I attended this year’s Google Summer of Code mentors summit at Google’s Tech Corners campus November 5th-8th along with David Chisnall. This event offers an excellent opportunity to meet with people from open source projects that don’t overlap with the usual set of FreeBSD conferences. The intimate scale and un-conference format of the event (1-2 attendees from from each GSoC project) makes it much more practical to make connections than at a larger event like FOSDEM or SCALE.
At many past mentor summits I’ve talked extensively with the Joel and Chris from the RTEMS projects. They have long used a FreeBSD 4.x derived network stack and this year had news of a long overdue upgrade. They have tools to automatically patch and import a FreeBSD 9.x based stack to provide more modern protocol and NIC support (they have also imported our USB stack). This means that eventually our network stack will fly in space! Interestingly, they have many of the same issues that people building FreeBSD-based userspace network stacks encounter, in particular our non-standard malloc() and free() signatures. They hope to produce a set of diffs for us to examine so we can determine which changes can be merged into FreeBSD to make their use easier. There are several paths we could take, but making it easier to use our kernel code in other environments is something we should pursue.
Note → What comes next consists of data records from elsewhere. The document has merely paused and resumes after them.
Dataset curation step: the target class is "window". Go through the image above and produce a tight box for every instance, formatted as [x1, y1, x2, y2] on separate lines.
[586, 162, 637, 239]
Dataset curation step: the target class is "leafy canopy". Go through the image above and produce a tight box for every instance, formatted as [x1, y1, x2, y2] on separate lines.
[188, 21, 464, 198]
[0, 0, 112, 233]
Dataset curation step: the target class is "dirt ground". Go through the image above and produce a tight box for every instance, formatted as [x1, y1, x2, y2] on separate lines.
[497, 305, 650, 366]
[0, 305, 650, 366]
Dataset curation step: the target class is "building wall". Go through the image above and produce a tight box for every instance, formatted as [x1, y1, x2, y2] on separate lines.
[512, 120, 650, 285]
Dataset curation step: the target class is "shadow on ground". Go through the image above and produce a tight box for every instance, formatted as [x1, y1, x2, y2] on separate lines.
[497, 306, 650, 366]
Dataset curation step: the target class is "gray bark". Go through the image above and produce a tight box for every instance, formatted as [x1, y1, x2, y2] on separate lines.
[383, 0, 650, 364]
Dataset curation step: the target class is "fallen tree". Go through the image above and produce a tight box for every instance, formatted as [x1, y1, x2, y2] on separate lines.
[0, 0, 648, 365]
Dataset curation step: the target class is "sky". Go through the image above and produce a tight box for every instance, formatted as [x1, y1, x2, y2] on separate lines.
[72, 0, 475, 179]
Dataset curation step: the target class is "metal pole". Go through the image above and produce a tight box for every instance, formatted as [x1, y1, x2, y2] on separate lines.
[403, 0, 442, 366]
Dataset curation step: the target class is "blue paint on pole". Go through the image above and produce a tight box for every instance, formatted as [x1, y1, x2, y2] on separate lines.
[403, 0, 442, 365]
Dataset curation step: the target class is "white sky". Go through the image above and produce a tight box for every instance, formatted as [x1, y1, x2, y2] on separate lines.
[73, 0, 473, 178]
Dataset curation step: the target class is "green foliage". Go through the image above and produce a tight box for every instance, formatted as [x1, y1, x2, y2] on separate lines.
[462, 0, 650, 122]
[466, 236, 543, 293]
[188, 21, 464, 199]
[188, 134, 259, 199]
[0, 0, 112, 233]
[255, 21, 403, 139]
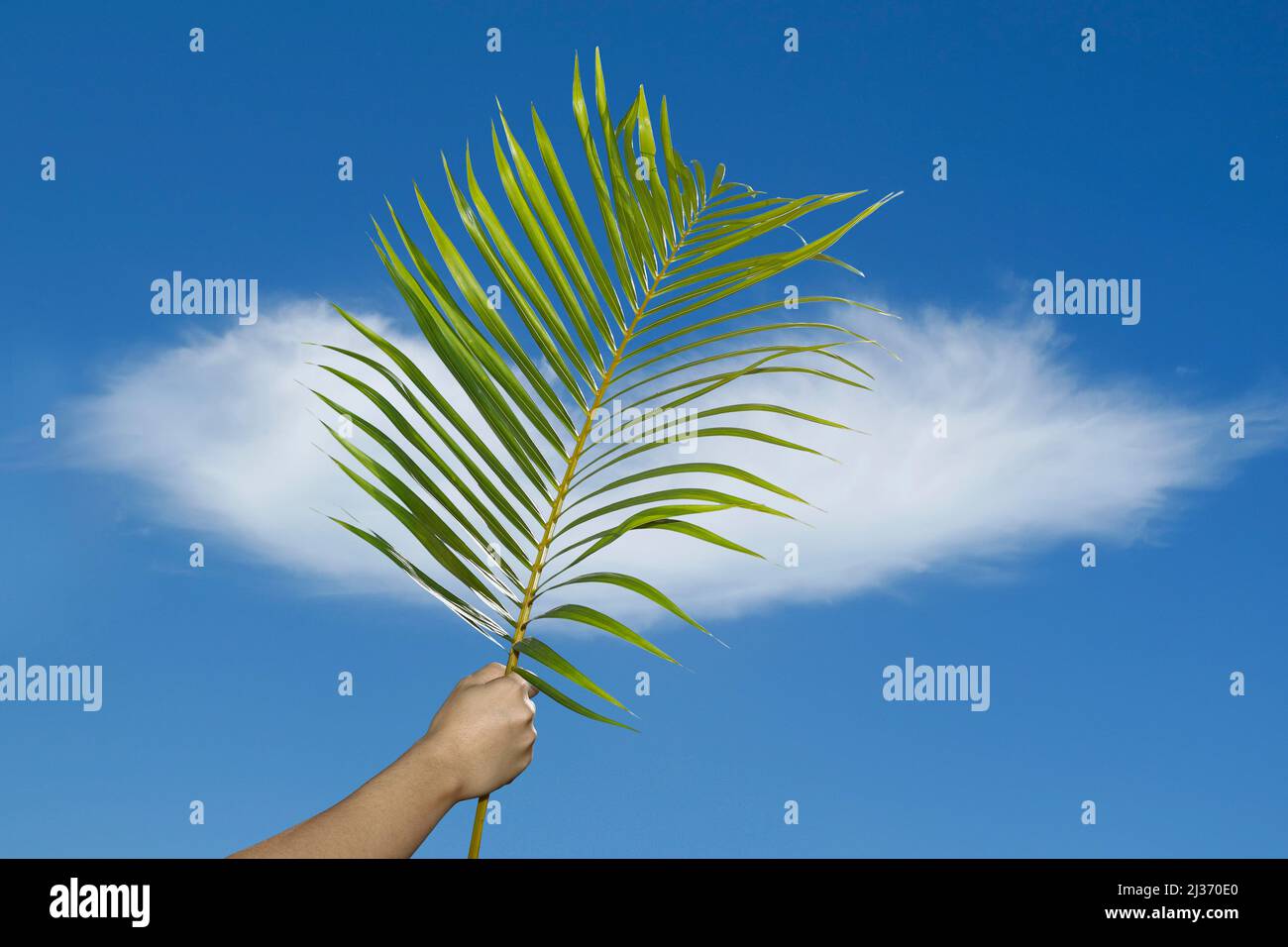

In addition to discussing how we could make FreeBSD easier for RTEMS to consume, David and I discussed ways RTEMS could pick up the CHERI technologies we’ve been developing with CheriBSD. Practical, fine grained memory safety would be of enormous value in a single-address-space system like RTEMS and could help us get FreeBSD’s kernel ready for CHERI or Intel’s MPX.
Another useful conversation was a lunchtime discussion with a couple github.com developers about how it scales to codebases the size of FreeBSD. They took a number of TODO items related to the overhead of forking the FreeBSD repository and issues with things like the contributors graph of project with a quarter million commits.
Over the course of the meeting I had many other interesting conversations. As usual it was a great meeting and I’m grateful for Google and The FreeBSD Foundation’s support which made this trip possible.